TRI-ML / packnet-sfm

TRI-ML Monocular Depth Estimation Repository
https://tri-ml.github.io/packnet-sfm/
MIT License
1.24k stars 243 forks source link

Why are original (and not augmented) images used to calculate the loss? #103

Closed zshn25 closed 3 years ago

zshn25 commented 3 years ago

https://github.com/TRI-ML/packnet-sfm/blob/2698f1fb27785275ef847f3dbbd550cf8fff1799/packnet_sfm/models/SelfSupModel.py#L89-L92

VitorGuizilini-TRI commented 3 years ago

We feed the augmented image to the depth network, for the photometric calculation we believe there is no need, since the calculation is appearance-based and augmentation could create artifacts that compromise matching in different viewpoints.

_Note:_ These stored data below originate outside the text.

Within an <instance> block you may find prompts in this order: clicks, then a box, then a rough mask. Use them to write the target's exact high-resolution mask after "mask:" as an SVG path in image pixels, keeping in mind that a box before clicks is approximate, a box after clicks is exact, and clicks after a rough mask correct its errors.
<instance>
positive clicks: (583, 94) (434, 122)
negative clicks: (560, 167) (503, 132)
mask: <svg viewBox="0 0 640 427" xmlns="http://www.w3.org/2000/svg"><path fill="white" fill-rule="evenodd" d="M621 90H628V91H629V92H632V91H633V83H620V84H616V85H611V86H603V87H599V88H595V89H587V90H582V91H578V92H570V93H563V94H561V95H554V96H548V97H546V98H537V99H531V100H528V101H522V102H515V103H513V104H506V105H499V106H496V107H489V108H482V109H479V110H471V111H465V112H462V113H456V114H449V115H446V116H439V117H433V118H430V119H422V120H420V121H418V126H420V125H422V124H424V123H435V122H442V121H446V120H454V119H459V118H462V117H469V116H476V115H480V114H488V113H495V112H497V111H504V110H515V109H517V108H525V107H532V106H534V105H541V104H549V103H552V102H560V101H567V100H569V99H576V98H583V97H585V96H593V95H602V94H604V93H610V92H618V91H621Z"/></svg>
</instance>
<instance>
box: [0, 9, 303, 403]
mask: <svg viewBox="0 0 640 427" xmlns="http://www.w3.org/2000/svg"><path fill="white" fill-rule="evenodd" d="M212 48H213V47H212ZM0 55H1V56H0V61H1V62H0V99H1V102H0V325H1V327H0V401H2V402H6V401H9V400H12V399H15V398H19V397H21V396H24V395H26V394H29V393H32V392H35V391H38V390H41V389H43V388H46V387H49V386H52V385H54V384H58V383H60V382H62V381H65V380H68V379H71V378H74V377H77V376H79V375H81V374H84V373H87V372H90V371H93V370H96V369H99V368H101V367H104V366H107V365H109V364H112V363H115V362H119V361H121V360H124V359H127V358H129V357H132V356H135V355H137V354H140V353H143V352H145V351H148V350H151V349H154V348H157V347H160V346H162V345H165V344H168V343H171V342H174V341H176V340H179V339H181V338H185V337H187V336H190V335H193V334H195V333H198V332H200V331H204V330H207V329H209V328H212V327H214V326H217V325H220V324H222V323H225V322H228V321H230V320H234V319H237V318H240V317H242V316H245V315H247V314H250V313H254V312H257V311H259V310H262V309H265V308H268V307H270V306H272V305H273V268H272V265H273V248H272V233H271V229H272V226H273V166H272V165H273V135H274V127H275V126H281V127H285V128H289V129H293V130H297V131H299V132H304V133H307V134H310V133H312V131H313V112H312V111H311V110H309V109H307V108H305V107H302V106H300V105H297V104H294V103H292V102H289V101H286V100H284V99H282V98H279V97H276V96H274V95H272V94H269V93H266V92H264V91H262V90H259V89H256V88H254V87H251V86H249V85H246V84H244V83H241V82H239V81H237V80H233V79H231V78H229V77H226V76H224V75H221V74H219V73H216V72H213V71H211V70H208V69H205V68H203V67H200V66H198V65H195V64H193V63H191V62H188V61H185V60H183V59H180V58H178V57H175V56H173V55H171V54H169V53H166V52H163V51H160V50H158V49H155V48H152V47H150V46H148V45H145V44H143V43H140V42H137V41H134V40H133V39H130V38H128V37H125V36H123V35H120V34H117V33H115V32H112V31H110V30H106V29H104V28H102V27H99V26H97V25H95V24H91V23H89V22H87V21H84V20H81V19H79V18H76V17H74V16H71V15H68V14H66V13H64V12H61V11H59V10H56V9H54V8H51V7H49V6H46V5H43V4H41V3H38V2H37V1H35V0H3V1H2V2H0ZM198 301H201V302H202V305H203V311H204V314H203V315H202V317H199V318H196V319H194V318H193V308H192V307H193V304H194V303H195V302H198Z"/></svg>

zshn25 commented 3 years ago

But isn't SSIM invariant to the jitter augmentations?

VitorGuizilini-TRI commented 3 years ago

Sure, and in fact I don't think we observe any significant changes if we go one way or another (raw or augmented images). This is mostly a design choice, since we have access to the raw untouched image it is cleaner if we use them directly instead of the augmented one.

zshn25 commented 3 years ago

Yes, makes sense to use it while you already have it. Thanks!